Drew, To call Americans 'peace-loving' is not strictly an accurate representation.
Let's go back to the Mayflower. Not too many centuries after the pilgrims set up shop, the local people were feeling the pinch. In fact, the locals were quite violently moved out of the way! Of course, those people had quite violently made their way from Asia, via Alaska, down through the continent to the real cold places down south. They laid waste to huge numbers of big animals which had been happily eating each other for eons.
So there was not strictly a 'peace-loving' start.
I watched a lot of 'cowboys and Indians' shoot em up John Wayne movies which didn't make me think things were too peaceful in the Wild West.

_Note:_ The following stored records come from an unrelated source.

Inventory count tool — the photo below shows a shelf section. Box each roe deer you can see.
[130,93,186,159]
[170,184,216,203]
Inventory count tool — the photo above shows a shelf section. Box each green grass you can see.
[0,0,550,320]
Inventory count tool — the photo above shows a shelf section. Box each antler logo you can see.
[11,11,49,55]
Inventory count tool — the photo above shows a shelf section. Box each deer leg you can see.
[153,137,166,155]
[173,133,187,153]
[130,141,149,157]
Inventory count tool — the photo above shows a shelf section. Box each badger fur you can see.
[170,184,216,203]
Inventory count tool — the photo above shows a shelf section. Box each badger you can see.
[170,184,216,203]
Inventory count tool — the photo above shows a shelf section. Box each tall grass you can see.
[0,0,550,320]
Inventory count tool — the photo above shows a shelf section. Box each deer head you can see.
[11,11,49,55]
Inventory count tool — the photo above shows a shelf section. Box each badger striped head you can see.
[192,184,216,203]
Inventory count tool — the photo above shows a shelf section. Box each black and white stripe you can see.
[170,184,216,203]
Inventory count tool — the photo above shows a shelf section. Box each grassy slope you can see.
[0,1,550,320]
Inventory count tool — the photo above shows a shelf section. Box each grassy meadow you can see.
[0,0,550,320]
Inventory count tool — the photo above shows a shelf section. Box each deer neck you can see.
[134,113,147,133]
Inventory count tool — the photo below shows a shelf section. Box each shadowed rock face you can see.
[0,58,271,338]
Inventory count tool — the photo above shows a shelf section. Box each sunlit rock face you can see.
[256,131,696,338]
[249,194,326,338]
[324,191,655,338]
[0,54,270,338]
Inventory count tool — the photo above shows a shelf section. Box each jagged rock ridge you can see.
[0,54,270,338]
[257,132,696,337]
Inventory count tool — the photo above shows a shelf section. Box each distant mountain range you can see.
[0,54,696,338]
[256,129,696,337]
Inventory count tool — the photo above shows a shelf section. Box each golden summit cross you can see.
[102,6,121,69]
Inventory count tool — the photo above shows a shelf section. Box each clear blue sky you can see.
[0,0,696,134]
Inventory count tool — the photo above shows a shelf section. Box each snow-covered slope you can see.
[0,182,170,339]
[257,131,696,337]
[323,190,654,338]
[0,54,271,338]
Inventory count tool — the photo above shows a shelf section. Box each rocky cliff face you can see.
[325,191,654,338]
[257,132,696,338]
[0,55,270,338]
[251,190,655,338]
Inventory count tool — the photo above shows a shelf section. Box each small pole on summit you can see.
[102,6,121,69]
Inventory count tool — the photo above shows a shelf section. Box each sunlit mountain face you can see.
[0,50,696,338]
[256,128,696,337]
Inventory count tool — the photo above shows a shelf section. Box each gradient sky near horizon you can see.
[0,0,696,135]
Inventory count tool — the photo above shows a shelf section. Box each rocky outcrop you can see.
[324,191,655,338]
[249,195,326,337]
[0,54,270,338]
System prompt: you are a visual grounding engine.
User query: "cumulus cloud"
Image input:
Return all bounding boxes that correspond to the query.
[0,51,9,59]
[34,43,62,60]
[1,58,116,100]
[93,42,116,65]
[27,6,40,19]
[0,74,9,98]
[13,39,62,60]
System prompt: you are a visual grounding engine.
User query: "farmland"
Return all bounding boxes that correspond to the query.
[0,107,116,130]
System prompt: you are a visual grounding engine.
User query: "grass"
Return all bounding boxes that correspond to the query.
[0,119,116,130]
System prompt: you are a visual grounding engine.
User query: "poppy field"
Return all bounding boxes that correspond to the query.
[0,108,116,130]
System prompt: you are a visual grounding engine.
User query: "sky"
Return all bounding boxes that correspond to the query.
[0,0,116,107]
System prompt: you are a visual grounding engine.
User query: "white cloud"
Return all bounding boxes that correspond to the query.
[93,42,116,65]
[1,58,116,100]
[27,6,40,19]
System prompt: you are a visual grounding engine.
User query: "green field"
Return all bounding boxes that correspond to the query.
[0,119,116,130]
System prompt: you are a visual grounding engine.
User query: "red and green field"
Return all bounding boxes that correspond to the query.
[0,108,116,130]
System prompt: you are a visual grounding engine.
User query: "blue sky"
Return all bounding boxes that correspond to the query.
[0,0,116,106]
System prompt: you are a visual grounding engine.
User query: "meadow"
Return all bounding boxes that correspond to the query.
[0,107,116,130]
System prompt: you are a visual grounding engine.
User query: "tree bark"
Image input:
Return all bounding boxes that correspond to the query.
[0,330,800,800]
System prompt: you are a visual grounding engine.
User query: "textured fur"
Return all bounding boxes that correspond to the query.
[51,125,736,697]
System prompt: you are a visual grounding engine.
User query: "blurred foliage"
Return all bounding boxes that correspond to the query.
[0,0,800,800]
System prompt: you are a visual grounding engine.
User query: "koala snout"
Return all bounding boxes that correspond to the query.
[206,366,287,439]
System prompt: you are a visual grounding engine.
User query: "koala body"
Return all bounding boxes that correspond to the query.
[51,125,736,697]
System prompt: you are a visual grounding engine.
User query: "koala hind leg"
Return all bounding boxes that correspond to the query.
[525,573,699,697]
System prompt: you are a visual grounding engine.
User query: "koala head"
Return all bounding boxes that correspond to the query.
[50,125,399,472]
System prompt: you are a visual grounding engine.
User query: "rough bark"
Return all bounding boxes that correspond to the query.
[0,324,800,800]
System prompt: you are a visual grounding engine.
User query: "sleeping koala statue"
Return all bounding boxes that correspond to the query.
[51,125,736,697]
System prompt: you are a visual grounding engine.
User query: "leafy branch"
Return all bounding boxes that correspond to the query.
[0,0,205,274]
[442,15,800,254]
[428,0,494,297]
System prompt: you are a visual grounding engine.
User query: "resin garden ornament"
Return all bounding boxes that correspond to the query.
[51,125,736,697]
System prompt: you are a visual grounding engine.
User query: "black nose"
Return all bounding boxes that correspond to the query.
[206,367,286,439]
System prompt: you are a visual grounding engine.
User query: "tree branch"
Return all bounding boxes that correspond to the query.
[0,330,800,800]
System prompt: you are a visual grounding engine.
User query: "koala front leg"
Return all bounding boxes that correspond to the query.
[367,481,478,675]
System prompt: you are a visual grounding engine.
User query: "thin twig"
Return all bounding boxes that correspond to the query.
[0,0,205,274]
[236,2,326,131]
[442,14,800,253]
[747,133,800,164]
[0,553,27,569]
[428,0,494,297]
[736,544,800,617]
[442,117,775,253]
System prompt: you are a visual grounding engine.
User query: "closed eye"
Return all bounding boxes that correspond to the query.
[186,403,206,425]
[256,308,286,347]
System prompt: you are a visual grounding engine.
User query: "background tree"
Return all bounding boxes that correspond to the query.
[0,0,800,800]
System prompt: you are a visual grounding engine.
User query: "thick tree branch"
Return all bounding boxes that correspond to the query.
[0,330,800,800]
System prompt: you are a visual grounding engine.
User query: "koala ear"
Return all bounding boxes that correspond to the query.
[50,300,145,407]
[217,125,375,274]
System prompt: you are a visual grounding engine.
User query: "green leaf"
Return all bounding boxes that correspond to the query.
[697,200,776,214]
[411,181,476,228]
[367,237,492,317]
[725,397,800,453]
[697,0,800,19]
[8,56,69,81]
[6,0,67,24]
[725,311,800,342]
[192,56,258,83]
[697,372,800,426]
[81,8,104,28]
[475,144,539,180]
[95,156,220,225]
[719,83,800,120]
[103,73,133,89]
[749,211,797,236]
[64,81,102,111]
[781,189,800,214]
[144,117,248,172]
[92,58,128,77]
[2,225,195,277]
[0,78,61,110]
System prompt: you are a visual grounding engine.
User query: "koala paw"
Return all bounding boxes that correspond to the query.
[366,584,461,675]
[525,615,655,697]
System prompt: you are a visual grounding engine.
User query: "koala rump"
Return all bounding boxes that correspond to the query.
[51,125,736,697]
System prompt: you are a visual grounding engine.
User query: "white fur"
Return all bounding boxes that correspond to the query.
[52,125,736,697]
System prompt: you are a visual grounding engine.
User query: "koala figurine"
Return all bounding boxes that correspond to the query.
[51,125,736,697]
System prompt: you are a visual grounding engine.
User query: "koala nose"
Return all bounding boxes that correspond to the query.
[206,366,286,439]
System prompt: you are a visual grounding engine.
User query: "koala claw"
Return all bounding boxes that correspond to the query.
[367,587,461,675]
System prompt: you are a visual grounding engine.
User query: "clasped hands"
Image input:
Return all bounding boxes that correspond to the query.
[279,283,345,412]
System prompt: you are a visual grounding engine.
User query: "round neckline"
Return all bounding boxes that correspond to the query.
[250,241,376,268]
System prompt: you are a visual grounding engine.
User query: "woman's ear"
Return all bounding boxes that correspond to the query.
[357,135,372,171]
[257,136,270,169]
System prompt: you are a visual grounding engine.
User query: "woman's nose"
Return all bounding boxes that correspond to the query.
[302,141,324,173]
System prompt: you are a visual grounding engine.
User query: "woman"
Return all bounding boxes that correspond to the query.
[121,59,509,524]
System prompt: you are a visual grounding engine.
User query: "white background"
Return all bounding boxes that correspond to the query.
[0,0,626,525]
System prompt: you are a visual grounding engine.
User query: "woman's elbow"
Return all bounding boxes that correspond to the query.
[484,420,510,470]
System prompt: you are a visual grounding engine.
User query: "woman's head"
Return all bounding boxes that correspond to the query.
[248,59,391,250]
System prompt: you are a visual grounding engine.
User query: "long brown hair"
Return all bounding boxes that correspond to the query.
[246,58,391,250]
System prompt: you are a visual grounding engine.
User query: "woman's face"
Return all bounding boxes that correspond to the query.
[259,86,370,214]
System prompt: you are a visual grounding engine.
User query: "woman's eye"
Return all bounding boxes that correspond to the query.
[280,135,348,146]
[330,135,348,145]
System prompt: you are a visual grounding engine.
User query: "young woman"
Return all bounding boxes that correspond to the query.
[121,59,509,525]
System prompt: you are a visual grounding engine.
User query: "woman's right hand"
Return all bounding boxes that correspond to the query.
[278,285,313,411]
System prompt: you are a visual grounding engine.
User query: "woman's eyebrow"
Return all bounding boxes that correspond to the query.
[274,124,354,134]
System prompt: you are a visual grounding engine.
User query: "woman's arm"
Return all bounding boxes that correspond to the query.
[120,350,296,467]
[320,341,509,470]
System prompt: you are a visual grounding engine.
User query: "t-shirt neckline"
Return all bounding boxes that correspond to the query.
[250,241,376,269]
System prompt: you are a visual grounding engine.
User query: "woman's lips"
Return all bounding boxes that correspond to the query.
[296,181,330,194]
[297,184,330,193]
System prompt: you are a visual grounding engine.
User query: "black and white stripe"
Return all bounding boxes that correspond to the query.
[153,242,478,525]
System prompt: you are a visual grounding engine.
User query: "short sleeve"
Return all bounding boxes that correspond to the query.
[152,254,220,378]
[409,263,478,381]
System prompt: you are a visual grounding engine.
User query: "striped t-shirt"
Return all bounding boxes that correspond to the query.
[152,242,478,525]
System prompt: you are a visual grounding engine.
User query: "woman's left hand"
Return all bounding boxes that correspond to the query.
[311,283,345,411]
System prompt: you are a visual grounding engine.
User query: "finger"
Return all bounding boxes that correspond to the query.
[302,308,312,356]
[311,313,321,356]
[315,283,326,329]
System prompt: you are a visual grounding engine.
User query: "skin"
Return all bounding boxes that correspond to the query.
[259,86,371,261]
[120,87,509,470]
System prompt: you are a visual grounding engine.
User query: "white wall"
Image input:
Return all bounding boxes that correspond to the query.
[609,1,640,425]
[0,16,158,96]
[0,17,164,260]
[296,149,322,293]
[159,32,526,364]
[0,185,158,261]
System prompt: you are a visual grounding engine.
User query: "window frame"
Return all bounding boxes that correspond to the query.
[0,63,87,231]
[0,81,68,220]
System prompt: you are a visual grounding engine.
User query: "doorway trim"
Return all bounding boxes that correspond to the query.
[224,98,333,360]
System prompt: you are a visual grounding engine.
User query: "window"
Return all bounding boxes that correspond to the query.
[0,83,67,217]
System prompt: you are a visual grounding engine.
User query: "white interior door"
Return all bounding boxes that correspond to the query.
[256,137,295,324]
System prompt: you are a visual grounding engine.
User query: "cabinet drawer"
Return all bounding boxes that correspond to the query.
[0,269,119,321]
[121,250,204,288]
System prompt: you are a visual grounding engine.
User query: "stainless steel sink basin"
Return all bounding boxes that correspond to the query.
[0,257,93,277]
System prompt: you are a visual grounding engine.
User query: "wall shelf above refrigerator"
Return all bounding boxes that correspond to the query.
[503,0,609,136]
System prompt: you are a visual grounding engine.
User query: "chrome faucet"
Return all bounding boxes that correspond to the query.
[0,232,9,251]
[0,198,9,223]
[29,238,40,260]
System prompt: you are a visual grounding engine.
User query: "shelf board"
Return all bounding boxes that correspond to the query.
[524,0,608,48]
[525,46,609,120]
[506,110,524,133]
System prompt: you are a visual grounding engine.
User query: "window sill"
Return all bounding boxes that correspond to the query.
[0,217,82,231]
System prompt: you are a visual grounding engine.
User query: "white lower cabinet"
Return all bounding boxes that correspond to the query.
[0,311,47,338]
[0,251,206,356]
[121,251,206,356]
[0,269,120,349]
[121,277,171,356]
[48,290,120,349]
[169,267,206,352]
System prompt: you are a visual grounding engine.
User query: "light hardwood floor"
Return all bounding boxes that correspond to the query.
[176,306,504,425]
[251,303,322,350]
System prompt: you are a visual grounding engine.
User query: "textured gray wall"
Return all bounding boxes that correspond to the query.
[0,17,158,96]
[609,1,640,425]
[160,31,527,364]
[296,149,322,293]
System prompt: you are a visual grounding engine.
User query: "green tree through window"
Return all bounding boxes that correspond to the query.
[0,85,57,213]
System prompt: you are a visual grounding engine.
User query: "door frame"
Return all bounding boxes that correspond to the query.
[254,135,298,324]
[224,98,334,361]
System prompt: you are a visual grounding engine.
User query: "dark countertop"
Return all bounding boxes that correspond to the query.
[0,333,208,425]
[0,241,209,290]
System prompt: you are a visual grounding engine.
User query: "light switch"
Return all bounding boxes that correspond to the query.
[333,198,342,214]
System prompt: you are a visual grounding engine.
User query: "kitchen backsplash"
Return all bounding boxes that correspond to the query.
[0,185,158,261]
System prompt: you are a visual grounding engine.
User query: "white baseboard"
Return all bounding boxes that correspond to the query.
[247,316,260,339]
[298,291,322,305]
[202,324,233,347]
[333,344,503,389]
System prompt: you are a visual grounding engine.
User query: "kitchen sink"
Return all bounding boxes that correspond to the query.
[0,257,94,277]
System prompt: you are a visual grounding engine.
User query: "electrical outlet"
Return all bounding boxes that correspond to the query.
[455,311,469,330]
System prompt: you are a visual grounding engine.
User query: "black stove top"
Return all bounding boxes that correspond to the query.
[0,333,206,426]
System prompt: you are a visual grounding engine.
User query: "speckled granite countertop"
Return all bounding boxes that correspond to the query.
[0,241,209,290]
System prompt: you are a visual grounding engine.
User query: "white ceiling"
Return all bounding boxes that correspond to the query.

Here are another few ideas. Civil war. Right to bear arms and the highest murder rate on earth on the streets, in the schools and in the houses. Waco. Ruby Ridge. Symbionese Liberation Army. Ku Klux Klan. Slavery. Desert Storm. Grenada. Star Wars. Texas Clock Tower turkey shoot. OJ Simpson. Dr Strangelove and B52s round the clock. Minuteman. 20 Megatonnes. 4 July [which moved the right to collect huge taxes from London to Bill Clinton]. Police cars in San Diego which look like self-contained military operations. Armed police. Armed guards. Airport-type security searches at Federal Buildings [courthouses etc].
Korea, Vietnam, Grenada, Bay of Pigs.
The USA conducted the only nuclear war ever [winning 2-0].
Now, I'm all for self-defence and using nuclear weapons to do it, but I wouldn't pretend that 'peace-loving' is an apt description of the military installations I bump into anywhere I drive around Honolulu, San Diego area and East Coast. The USA has been the biggest, toughest, most militarily powerful country on earth for half a century [and more].
I've fired a shotgun at Camp Pendleton, which was the only time I've ever fired a gun - other than my cousin's airgun at age 15 and my shanghai before that - oh and I made a cracker gun for firing marbles which I used only once or twice because it seemed a bit hazardous in terms of muzzle velocity. So after only a short time in the USA, I was adopting the shoot 'em up ways!! It was fun and I was proud to get 17:20 of those skeets [they fired only one at a time], which is apparently pretty damn good even for experienced people [must have been all the practise firing shanghais in my youth].
The French have been positively peaceful by comparison. Sure, that criminal thug Mitterand and cronies committed terrorist murder in NZ [though actually manslaughter which means indifference to killing rather than an intentional death]. They have their force de frappe. Okay, they did a bit of guillotining in their revolution, marched to the 1812 Overture into and out of Russia, had a French Foreign Legion, lost before the USA in Vietnam, helped collect Jews for the Nazis in Vichy France, and have had their share of mayhem. Okay, France is certainly not peace-loving either. So that theory is out.
Maybe it's because I went and stood at Arche De La Defense and there is "holistic life-energy synergy".
Actually, there was a spike when WSJ.com promoted dehypothecation in their market manipulating, possibly criminally illegal operation to affect the stock price and hurt investors. They sure succeeded in causing a spike by their activities [they would probably deny that was their intention, but they would, wouldn't they - I wonder if any of them bought shares before publicizing the Great Globalstar Memorial Day Massacre - the SEC should investigate them and Carrie Lee especially to see if she did some illegal market manipulation].
We saw how much money can be made by media talking about how Unicom would, then wouldn't then would then wouldn't use CDMA. How Korea would use cdma2000 - corrected next day to W-CDMA. We see downgrades [with, presumably, some warning to customers that a downgrade will be issued]. The SEC has fertile ground for investigating what are obvious opportunities to illegally profit from well-publicized market manipulating statements. Check out the Gilder Effect for what a big impact can be caused by a soothsayer's comments. If they act contrarily to their statements, that's apparently illegal. If they act ahead of their statements, that's apparently legal.
In summary Drew, I have no idea. But watch the fun on Monday now that there is a weekend for shorts to chew it all over.